I would like to note that after the left bitterly complained that the court would issue a political rather than a legal decision, the majority may have relied on a political decision by Roberts to call the individual mandate penalty a tax in order to avoid a left-inspired hysteria over the "legitimacy" of the high court had he ruled on the law based on what Congress and the Preaident called that money grab.

UPDATE: OK, let me at least link to Mark Steyn. I confess that I won't say I'm confident that the Commerce Clause has taken a decisive hit to prevent it from being the universal justification for whatever Congress wants. And while at some level I am happy that the ruling at least says that a tax is a tax even if Congress tries to call it something else, I'm not confident they got it right with this penalty/tax.
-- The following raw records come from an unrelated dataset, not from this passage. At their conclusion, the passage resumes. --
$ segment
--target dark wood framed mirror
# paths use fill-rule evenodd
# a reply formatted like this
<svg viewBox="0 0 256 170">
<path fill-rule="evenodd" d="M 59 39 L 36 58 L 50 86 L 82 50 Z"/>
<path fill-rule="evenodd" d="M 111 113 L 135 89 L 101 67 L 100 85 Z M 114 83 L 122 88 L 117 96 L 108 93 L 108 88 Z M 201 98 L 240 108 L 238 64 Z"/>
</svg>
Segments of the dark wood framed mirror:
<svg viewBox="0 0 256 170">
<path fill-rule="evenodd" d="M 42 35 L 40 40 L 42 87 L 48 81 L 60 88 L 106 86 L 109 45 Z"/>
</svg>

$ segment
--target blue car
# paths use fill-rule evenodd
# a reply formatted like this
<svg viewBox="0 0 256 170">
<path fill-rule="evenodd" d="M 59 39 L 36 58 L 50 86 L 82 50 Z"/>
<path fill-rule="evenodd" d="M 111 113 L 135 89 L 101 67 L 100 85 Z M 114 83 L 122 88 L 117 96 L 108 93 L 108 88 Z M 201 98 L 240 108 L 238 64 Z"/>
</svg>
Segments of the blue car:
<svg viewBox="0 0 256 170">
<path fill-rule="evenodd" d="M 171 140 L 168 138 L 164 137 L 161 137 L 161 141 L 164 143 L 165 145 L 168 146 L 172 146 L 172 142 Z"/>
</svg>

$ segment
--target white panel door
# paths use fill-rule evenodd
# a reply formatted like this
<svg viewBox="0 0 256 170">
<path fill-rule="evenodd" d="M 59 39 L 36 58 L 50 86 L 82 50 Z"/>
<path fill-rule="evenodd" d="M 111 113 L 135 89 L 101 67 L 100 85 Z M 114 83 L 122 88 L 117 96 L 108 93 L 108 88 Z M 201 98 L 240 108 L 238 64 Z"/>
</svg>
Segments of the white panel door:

And while I certainly always followed the rule in college that if you can't answer the question asked, rephrase the question to one you can answer, I'm not happy that the high court appeared to do exactly that by calling the ObamaCare penalty a tax.

I'm not happy with the decision. I have hope it will work out in the long run. But it worries me, too.

UPDATE: OK, one more. Via Instapundit, the White House denies that the ObamaCare tax is a tax even though that is the only way it is constitutional.

I'll say it again: our federal government is just too damn big and it makes criminals of everyone. God gave us only 10 crimes to remember. Our federal government issues that many commandments every hour.

Stop thinking we can put better people in charge. Reduce the scope of their control and it won't matter.